For this experiment, the variable transformer (VARIAC) at a low frequency of 60 Hz and peak of 35 V is used as the main AC source.

1. Setup

1. Before starting, connect the differential probe to one scope channel.
   1. Set the button on the differential probe to 1/20 (or 20X) attenuation.
2. On the scope channel menu, set the probe to be at 10X unless 20X is available for the differential probe. If 10X is chosen, manually multiply any measurements or results by two to reach the 20X desired.
3. To setup the VARIAC, make sure the VARIAC output (looks like a regular receptacle) is not connected to any cable.
   1. Keep the VARIAC OFF and make sure its knob is set to zero.
   2. Slowly adjust the VARIAC knob to around 15% output.
4. Before connecting the differential probe to the circuit, tie the probe's terminals together and adjust its measured waveform on the screen to show zero offset voltage.
5. Connect the output cable to the VARIAC, and the differential voltage probe across the VARIAC output banana plugs.
   1. Turn the VARIAC ON.
   2. Slightly adjust the VARIAC to achieve 35V peak.
6. Take a copy of V_in to use for reference. Show two to five fundamental cycles.
7. Turn the VARIAC OFF. Do not adjust its knob setting for the rest of the experiment.

2. Half-Wave Rectifier SCR Circuit with Resistive Load and Zero Firing Angle

1. The main rectifier component is the SCR (S), which is a TYN058. The load resistor (R) is 51 Ω. The SCR control circuit is enclosed in the dotted box of Fig. 1.
2. The control circuit uses diodes (1N4004), a 1 kΩ resistor (R₁), a control resistor that is manually changed (R₂), and a ceramic (no polarity) 1 µF capacitor (C).
   1. Make sure the SCR and diode polarities are correct. The dash on the diode is at the cathode while the SCR pin assignment is shown in Fig. 2.
3. On the proto board, build the circuit shown in Fig. 1. Use a short circuit instead of R₂.
4. Connect the differential voltage probe across the load resistor to observe the output voltage, V_out.
5. Turn the VARIAC ON.
6. Adjust the time base on the scope to show V_out for the same number of fundamental cycles that were captured for V_in.
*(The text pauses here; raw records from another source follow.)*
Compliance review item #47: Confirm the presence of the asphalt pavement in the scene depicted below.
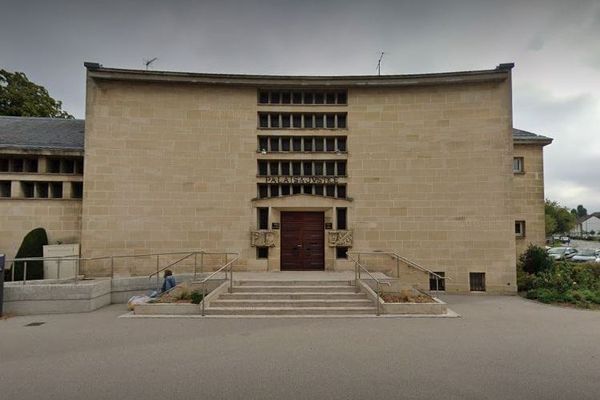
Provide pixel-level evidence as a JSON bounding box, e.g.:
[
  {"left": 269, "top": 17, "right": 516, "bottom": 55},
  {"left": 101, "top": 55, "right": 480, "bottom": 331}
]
[{"left": 1, "top": 295, "right": 599, "bottom": 400}]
Make a copy of the waveforms.
   1. Measure the average or mean V_out.
   2. Zoom in between the SCR turn-off point and the next SCR turn-on point. Measure the time difference using the scope cursors. Make a copy of the waveform.
7. Keep the differential probe connection and other circuit connections the same for the next part.
8. Turn OFF the VARIAC. Do NOT change the VARIAC voltage setting.

Figure 2: Pin assignment of the SCR.

3. Half-Wave Rectifier SCR Circuit with Resistive Load and Non-Zero Firing Angle

Two different resistors will be used as R₂. The values should be between 100 and 1000 Ω. The resistance can read the resistance color code, or measured with a digital multimeter.

1. Angle Setting #1 (small R₂)
   1. Remove the short circuit, which was previously used instead of R₂.
   2. Connect the small resistance value for R₂.
   3. Turn the VARIAC ON.
   4. Adjust the time base on the scope to show V_out for the same number of fundamental cycles captured for V_in. Make a copy of the waveforms.
   5. Measure the average or mean V_out.
   6. Zoom in between the SCR turn-off point and the next SCR turn-on point. Measure the time difference using the scope cursors. Make a copy of the waveform.
   7. Keep the differential probe connection and other circuit connections the same for the next part.
   8. Turn OFF the VARIAC. Do NOT disassemble the circuit or change the VARIAC voltage setting.
2. Angle Setting #2 (small R₂)
   1. Replace R₂ with the larger value resistor.
   2. Turn the VARIAC ON.
   3. Adjust the time base on the scope to show V_out for the same number of fundamental cycles captured for V_in. Make a copy of the waveforms.
   4. Measure the average or mean V_out.
   5. Zoom in between the SCR turn-off point and the next SCR turn-on point. Measure the time difference using the scope cursors. Make a copy of the waveform. The mean value should be what is expected from this equation:
      <V_out>=V₀[1+cos(α)]/(2π) (1)
      which is slightly less than half the peak voltage of the input.
   6. Turn OFF the VARIAC. Disassemble the circuit and return the VARIAC setting to zero.